Anyway, I was sure the Y would be especially horrible. January is the worst month, since everyone is acting on their resolution to get in shape – and most of them are annoying newbies who hog the equipment they don’t know how to use, courting injury and annoying the regulars. But the gym was blessedly empty and I was in and out with nary a problem. Granted, I only did cardio, so I didn’t have to do battle in the free weight area for a bench – but I did have plenty of room on the stretching mats post-elliptical-machine. I even managed to avoid eye-contact with Mr. I’m-Raping-You-With-My-Eyes (yes, of course he’s still there all the time…)

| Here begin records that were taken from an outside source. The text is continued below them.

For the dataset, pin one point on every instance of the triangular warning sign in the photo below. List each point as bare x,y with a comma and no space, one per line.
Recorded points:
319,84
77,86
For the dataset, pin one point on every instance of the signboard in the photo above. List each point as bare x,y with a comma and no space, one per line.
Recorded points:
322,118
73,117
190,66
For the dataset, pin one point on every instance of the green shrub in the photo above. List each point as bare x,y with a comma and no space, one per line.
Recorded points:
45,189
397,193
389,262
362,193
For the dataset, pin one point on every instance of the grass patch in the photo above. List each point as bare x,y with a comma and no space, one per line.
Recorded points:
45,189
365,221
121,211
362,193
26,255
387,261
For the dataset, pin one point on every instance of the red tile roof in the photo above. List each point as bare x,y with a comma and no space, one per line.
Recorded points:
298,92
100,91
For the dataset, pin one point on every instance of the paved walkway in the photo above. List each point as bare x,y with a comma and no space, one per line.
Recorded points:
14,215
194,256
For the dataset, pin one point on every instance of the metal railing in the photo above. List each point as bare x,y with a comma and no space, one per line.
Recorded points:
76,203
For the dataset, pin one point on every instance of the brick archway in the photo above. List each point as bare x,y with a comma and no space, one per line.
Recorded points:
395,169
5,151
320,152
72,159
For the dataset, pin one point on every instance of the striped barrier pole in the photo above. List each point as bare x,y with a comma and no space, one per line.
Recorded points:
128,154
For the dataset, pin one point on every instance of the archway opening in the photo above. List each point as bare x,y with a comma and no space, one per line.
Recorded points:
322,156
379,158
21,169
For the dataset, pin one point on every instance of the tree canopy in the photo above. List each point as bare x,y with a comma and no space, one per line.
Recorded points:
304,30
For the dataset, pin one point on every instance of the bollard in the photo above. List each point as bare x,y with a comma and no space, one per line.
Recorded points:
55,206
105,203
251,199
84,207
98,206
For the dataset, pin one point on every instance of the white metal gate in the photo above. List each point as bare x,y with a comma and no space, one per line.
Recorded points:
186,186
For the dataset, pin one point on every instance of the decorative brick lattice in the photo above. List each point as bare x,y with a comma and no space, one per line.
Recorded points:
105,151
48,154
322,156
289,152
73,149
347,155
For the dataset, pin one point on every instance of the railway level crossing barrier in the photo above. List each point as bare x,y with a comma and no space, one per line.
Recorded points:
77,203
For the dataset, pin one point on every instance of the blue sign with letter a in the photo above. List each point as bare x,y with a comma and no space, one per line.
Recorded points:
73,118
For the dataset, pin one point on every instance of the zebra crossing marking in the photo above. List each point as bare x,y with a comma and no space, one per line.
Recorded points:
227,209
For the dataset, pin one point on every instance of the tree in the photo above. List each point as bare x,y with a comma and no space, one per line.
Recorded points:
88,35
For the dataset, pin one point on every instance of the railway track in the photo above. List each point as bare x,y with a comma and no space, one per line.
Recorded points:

But I should’ve known it was too good to last. I got back to the locker room which was nearly empty – except for some dude using the locker directly next to mine. Ugh. Honestly, when there are plenty of empty lockers, doesn’t it make sense to choose one that is not right next to one already occupied? Apparently not…  But whatever, shit happens I guess. Except he was humming. Yes, that’s right – humming! And no, he didn’t let up – not once. Just stone-cold humming, humming and humming. I think I muttered, “Shut the fuck up.” And by “muttered”, I mean “said aloud in what most people consider a normal conversational volume” (normal conversational volume for me, as all who know me are aware, is shouting. But he just kept on humming and tra-la-la-ing…)

Then a couple of other chatty dudes showed up. And one of them launched into a monologue about having to wait for a “lockbox” (i.e. the penny lockers outside the locker room to store one’s wallet and phone) since they were all full. He couldn’t use the ones on the gym floor, since that would’ve required walking up a flight of stairs (I know! God forbid one should exert oneself at the gym!). So he had to sit and wait for ten minutes until one of the “lockboxes” was vacated. He kept saying “lockbox” over and over again. Seriously, I don’t think even Al Gore used the word “lockbox” that many times. And Al Gore certainly didn’t have to tolerate any nude humming in his vicinity…

Anyway, I’ll be back tomorrow as I continue my concerted effort to minimize my striking resemblance to Jabba the Hut. Good times!